Bazurto huele a mierda revuelta con tristeza. La batalla de olores de todas las especies tiene contrincantes desiguales. Los hombres que bajan el agua  a baldados, los que se llevan el papel pegado al culo como la estela que deja a su paso una estrella fugaz, las cámaras fotográficas que parpadean entre la espesa negramenta, todo es nada aquí. Bazurto es un ring gigante donde cada golpe duele menos que el siguiente.

Cuando Pambelé apareció por estos lados ya se había convertido en el don nadie más famoso del planeta. Toda una leyenda. Pambelé tiene puños fuertes. El otro día le dio a dos negros más grandes que él, solo porque le gritaron negro sopla nucas. Yo lo vi. Cogió al primero y le asestó un gancho en la boca del estómago y lo dejó listo, sin aire; al otro no le fue mejor, ni siquiera lo dejó acomodarse, le partió la cara de dos puñetazos secos. Qué miedo. Afortunadamente yo le caigo bien. A veces, cuando viene, pasamos horas hablando de todo: de mujeres, de los países que conocimos, de los libros que nunca leyó. Yo procuro no hablar de lo que perdimos, para qué hablar de lo que se fue, de lo que la vida dejó escapar. También hablamos de boxeo. Me contó cómo le había ganado el título a Frazer con una fractura en su mano derecha. Me contó de la vez que conoció a Mohamed Alí. Pambelé decía que si hubiese querido lo hubiera vuelto mierda de un solo puño. Me dijo que si alguna vez había querido ser algo era ser un poco más alto, que el resto lo dejaría igualito, y ahí se echó a reír con esa risa incompleta que me da miedo. Yo le hablé de Hemingway, de que a él también le gustaba el boxeo y cuando se emborrachaba iba a los bares a buscar pelea, de que le dio una paliza a Ezra Pound en París. Le dije, quizá solo por decirlo, que la poesía era como el box, si te descuidas puede romperte el culo y sacarte sangre. 

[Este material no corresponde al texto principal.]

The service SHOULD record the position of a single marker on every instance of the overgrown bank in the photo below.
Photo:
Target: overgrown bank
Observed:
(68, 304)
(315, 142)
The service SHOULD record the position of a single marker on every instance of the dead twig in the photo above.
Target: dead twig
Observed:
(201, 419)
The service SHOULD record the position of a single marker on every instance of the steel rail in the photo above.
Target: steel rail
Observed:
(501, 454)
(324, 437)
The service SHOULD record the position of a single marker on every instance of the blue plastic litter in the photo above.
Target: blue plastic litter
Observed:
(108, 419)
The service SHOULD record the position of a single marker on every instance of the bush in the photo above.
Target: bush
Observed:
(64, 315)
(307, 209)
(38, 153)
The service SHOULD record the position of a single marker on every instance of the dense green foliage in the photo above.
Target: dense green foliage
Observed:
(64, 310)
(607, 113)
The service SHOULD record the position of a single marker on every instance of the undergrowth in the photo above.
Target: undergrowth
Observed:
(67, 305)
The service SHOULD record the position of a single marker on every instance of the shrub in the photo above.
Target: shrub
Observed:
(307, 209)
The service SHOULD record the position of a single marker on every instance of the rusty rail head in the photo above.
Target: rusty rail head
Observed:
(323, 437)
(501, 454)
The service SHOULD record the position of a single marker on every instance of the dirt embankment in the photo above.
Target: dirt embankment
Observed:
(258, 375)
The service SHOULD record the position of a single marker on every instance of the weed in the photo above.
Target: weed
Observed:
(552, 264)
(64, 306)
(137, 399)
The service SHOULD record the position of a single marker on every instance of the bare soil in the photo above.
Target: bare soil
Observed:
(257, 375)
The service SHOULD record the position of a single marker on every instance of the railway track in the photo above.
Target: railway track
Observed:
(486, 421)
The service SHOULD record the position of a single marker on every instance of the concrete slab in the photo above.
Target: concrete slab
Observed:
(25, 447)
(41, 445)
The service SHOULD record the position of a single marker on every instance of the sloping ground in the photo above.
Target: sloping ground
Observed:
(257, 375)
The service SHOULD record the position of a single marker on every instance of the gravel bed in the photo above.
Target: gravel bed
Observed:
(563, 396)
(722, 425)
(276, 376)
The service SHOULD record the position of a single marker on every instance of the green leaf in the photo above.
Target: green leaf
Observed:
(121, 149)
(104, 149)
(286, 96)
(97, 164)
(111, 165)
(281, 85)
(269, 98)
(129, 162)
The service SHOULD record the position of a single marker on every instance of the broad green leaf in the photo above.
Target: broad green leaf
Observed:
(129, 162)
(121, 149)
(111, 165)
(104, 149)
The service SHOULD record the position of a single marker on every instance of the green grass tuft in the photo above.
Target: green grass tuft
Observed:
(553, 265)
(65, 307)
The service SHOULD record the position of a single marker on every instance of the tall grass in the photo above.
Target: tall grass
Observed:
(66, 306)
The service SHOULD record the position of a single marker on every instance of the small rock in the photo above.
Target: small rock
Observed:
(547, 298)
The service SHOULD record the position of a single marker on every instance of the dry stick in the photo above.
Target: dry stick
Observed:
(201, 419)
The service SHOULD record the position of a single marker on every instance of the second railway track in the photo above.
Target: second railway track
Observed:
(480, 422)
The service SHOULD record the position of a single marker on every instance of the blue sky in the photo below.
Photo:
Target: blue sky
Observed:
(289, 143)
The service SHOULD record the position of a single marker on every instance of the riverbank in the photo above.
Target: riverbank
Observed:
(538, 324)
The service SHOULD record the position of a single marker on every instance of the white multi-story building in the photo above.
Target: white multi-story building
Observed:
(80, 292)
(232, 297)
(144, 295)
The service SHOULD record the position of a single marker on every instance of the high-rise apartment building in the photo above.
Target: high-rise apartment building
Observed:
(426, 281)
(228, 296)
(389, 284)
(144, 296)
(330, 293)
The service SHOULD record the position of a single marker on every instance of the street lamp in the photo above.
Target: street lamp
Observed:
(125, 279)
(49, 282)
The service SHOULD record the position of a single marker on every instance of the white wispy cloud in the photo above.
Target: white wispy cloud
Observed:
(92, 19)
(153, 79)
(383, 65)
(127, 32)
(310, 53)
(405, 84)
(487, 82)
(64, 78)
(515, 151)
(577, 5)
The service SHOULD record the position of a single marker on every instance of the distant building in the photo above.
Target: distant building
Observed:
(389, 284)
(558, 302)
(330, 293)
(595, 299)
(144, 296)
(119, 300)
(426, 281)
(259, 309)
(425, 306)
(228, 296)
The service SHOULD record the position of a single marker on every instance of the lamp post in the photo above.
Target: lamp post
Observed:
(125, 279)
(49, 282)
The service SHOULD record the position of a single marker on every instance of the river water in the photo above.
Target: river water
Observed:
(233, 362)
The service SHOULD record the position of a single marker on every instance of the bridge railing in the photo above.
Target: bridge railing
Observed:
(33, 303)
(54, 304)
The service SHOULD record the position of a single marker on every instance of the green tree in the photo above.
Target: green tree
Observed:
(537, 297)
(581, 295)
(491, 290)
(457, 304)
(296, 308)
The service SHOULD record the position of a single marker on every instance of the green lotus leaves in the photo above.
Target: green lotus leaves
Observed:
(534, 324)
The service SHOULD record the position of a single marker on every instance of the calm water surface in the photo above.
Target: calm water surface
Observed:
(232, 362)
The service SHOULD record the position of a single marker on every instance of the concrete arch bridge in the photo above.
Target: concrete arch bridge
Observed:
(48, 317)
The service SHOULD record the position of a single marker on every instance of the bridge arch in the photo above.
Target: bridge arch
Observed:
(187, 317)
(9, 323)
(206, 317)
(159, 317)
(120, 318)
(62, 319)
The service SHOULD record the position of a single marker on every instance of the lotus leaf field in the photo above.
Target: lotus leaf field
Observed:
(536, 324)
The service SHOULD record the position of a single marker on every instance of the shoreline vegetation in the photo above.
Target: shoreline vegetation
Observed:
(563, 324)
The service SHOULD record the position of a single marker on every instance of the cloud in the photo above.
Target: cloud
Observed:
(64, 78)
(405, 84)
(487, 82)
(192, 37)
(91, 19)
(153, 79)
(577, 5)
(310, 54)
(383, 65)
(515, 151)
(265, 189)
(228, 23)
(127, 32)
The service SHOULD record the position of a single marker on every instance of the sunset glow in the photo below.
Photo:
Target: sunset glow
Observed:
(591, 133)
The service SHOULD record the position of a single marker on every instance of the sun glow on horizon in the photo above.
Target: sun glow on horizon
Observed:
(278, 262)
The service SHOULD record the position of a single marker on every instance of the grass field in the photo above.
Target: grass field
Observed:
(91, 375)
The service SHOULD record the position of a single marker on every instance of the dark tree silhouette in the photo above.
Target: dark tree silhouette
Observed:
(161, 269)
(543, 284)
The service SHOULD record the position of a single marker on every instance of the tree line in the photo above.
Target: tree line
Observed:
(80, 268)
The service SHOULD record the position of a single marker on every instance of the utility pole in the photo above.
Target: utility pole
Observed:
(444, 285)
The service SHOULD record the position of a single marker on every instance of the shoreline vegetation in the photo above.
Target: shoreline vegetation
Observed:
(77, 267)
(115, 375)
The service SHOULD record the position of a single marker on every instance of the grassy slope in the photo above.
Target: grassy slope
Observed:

-Yo pude haber cascado a ese amigo tuyo cagao e' risa. Suena la campana, lo saludo mirándolo a los ojos, dejo que se tome confianza y enseguida le voy enviando un par de izquierdas por esa cara, después lo voy mamando a punta e' pierna y de dos derechos lo dejo listo -dijo, mientras movía las piernas como una licuadora descompuesta. Luego se quedó callado, miró fijamente  al cielo y no volvió a hablar en toda la noche.

Hace dos días me lo encontré por ahí y me dijo que había vuelto a ganar el cinturón de las 140. Que ya nadie podía poner en duda que era el mejor.

-Le di una muequera a Pryor ni la hijueputa, profe -dijo, en medio de su horrible risa-. Lo encontré en la playa. Me dijo que ahora sí era, que la vez pasada había sido suerte. Entonces comenzamos y en media hora lo tenía listo a punta e' pierna. Es que yo soy rápido con las piernas, sabes.